Notre attitude politique et diplomatique consiste à continuer à faire pression, grâce au « format Normandie », afin de faire respecter l'accord de Minsk II. Toute une série de conversations ont eu lieu entre les quatre principaux responsables que sont les ministres des affaires étrangères et l'OSCE. L'OSCE, qui est beaucoup plus impliquée que dans l'accord de Minsk I, dispose de moyens supplémentaires, et joue un rôle très utile.

Le débat est par ailleurs remonté jusqu'à l'ONU pour que celle-ci « endosse » l'accord.

Nous allons continuer à exercer une pression par l'intermédiaire du « format Normandie », nous appuyer sur l'OSCE, et obliger autant que possible M. Poutine et les séparatistes à respecter leur signature.

Je ne vous cache pas ma grande inquiétude pour le sort des habitants de Debaltsevo. Comment faire pour qu'ils en sortent vivants et pour en extirper les armes lourdes ?

Telle est la situation à l'instant où je vous parle.

M. Jean-Pierre Raffarin, président. - La parole est aux commissaires.

M. Jean-Marie Bockel. - Monsieur le ministre, quel système pourrait, selon vous, avoir des chances de concourir à une paix durable ?
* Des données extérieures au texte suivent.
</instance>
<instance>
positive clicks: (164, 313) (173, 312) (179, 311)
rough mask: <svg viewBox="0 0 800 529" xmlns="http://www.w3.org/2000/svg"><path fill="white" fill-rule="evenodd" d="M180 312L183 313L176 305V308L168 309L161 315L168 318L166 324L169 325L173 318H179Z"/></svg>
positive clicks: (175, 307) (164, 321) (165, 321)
Par ailleurs, croyez-vous que tout ceci va avoir une influence positive sur l'Europe de la sécurité et de la défense ?

Mme Josette Durrieu. - Monsieur le ministre, vous avez répondu par avance à un certain nombre des questions que je souhaitais vous poser.

M. Poutine a une stratégie qui peut s'appliquer à d'autres situations : il ne commet jamais aucune agression, mais s'installe dans une situation et laisse le conflit s'enliser. Est-ce la voie vers laquelle on s'achemine ? À ce propos, la Moldavie, qui est très ²proche et qui peut constituer la proie suivante, n'arrive pas à mettre de gouvernement en place. Or, les candidats favorables à M. Poutine ont obtenu, en valeur relative, plus de voix que les autres aux dernières élections législatives. C'est assez inquiétant...

Vous avez dit que l'OSCE était en mesure de faire face à ses missions. Des sanctions ont-elles été évoquées ? Gênent-elles réellement M. Poutine ? Dans ce cas, il s'agit de la dernière arme dont nous disposions. Qui peut croire que les Russes vont se retirer de cette partie est de l'Ukraine ? La Lettonie a également très peur...

Même si l'on sent un manque de détermination, faute de moyens, de la part des autres parties prenantes, l'action de la France et de l'Allemagne apparaît exceptionnelle. Comment réagirons-nous si le cessez-le-feu n'est pas suivi ?

Mme Sylvie Goy-Chavent. - Monsieur le ministre, on ne peut que se féliciter de ces négociations, à l'initiative des Français et des Allemands, mais certains aspects me dérangent cependant.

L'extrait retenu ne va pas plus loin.